AEC warns against e-voting trial before next election

The acting Australian Electoral Commissioner, Tom Rogers, today warned parliament against moving to introduce e-voting prior to the next federal election, saying that the AEC does not currently have the capabilities to safely carry out a trial.

The Australian Electoral Commission (AEC) does not have the internal capabilities to safely carry out an e-voting trial prior to the next federal election, according to the acting Electoral Commissioner, Tom Rogers.

Rogers, who spoke today at a parliamentary committee hearing investigating electoral matters, said that he was not confident the AEC could safely introduce electronic voting.

"I'm concerned about our ability to introduce some form of electronic voting, safely," he said. "We could introduce something, but we may end up back in a WA sort of situation if we're not careful, in a short space of time.

"I would be worried about any form large scale adoption before the next election, even a trial. We would not have the internal ability now to do that. We would have already had to have started that process," he said. "I'm concerned, as the acting commissioner, about whether I can tell you faithfully that we can implement a safe solution."

The hearing today, chaired by Tony Smith, was part of an inquiry into the AEC following the loss of electoral ballots in the 2013 Western Australia senate election.
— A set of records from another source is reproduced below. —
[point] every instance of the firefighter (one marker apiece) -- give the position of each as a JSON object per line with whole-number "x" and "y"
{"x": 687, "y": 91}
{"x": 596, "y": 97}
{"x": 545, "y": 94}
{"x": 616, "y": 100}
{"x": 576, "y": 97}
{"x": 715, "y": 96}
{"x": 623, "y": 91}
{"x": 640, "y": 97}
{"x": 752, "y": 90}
The AEC has since embarked on a number of major internal reforms.

Rogers said that, given the attention the AEC is currently giving to its internal reform process, it would be hard pushed at present to embark on establishing an e-voting system.

Additionally, Rogers said that even if the AEC did go ahead with an electronic voting platform, it would have to engage providers from the private sector.

"We certainly would need to work with industry; that is not a capability we have internally, and we'd have to evaluate a range of different solutions," he said.

While Rogers conceded that the AEC had had some former success with limited electronic voting systems for Australian Defence Force (ADF) employees overseas, and blind or visually impaired people in Australia, the costs of such existing systems would be prohibitive on a larger scale.

"We have had some experience with various e-voting trials — in 2007, for blind and low vision voters and for ADF personnel overseas. It was generally well received, but the per-vote cost was significant," he said.

However, Rogers also said that, if pressed by parliament to introduce electronic voting, the AEC would "make it happen".

"I think that anything's possible and if parliament asks us to conduct a trial or introduce some form of electronic voting, we're absolutely there, we'll pull out all stops and make it happen," he said.